Monday, January 04, 2016

Woman pleads guilty to hiring man to kill her sister

(From the U. S. Attorney for the Western District of Missouri)

A Houston, Mo., woman pleaded guilty in federal court today to hiring someone to murder her sister.

Leta Faye Douglas, 52, of Houston, pleaded guilty before U.S. District Judge M. Douglas Harpool to the charge contained in a Feb. 24, 2015, federal indictment.

By pleading guilty today, Douglas admitted that she agreed to pay another person – who was actually an undercover law enforcement officer – $2,000 to murder her sister. Douglas must forfeit the $2,000 that she paid the undercover officer to the government.

According to court documents, Douglas sent a letter to her ex-husband in January 2015, asking for his help. Douglas’s ex-husband, who lives in Nebraska, has been divorced from her for about 18 years and has not maintained contact with her. When he called her in response to receiving the letter, Douglas told him that she wanted her sister killed. Douglas told her ex-husband that her parents were in a home for the elderly and that her sister was in charge of their finances. He believed that Douglas wanted to have access to her parents' financial estate.

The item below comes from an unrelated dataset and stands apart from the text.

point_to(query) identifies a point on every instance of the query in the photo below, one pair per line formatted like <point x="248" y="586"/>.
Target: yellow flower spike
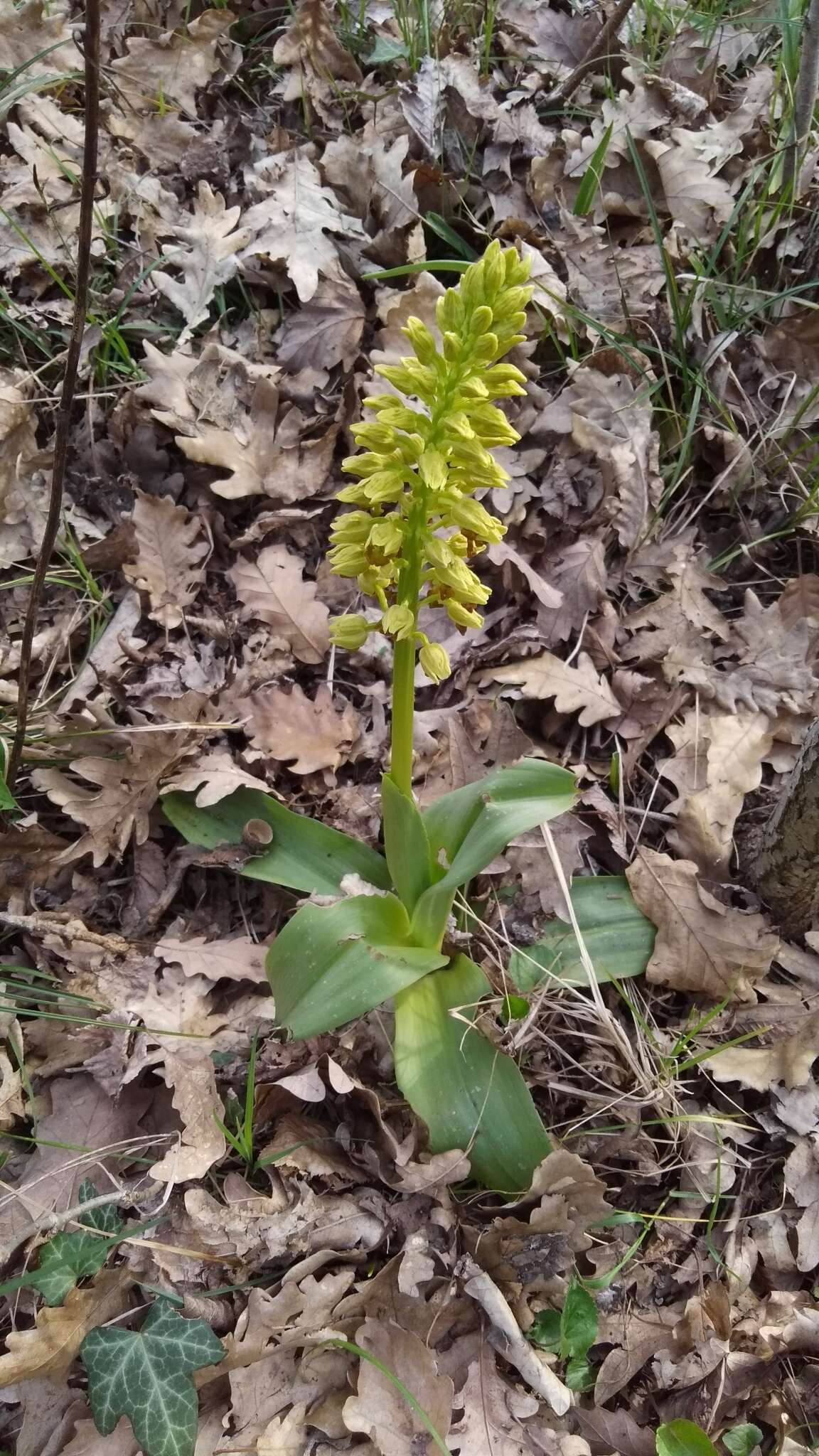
<point x="420" y="461"/>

Douglas’s ex-husband contacted law enforcement authorities. An undercover employee of the Missouri State Highway Patrol contacted Douglas and made arrangements to meet in the Walmart parking lot in Houston on Feb. 9, 2015. The undercover, who was wearing an audio recording device, approached Douglas’s vehicle and got into the front passenger’s seat. During the initial conversation, she provided the undercover with a photograph of her sister and a hand-drawn map to her sister’s residence.

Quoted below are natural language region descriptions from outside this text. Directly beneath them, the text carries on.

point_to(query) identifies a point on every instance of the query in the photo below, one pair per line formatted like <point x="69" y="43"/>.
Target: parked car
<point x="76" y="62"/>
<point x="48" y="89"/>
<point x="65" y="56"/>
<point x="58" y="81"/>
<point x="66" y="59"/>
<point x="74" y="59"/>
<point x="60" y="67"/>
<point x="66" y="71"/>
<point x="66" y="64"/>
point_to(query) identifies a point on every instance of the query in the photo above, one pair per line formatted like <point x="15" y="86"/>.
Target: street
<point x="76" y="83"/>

The entire conversation between Douglas and the undercover was recorded. Douglas told the undercover that her sister’s husband would also be home and that they had two dogs inside the house. She handed him an envelope that contained $2,000.

Douglas was arrested at her residence a few days later.

Under federal statutes, Douglas is subject to a sentence of up to 10 years in federal prison without parole, plus a fine up to $250,000. A sentencing hearing will be scheduled after the completion of a presentence investigation by the United States Probation Office.

This case is being prosecuted by Assistant U.S. Attorney James J. Kelleher. It was investigated by the FBI, the Missouri State Highway Patrol and the South Central Drug Task Force.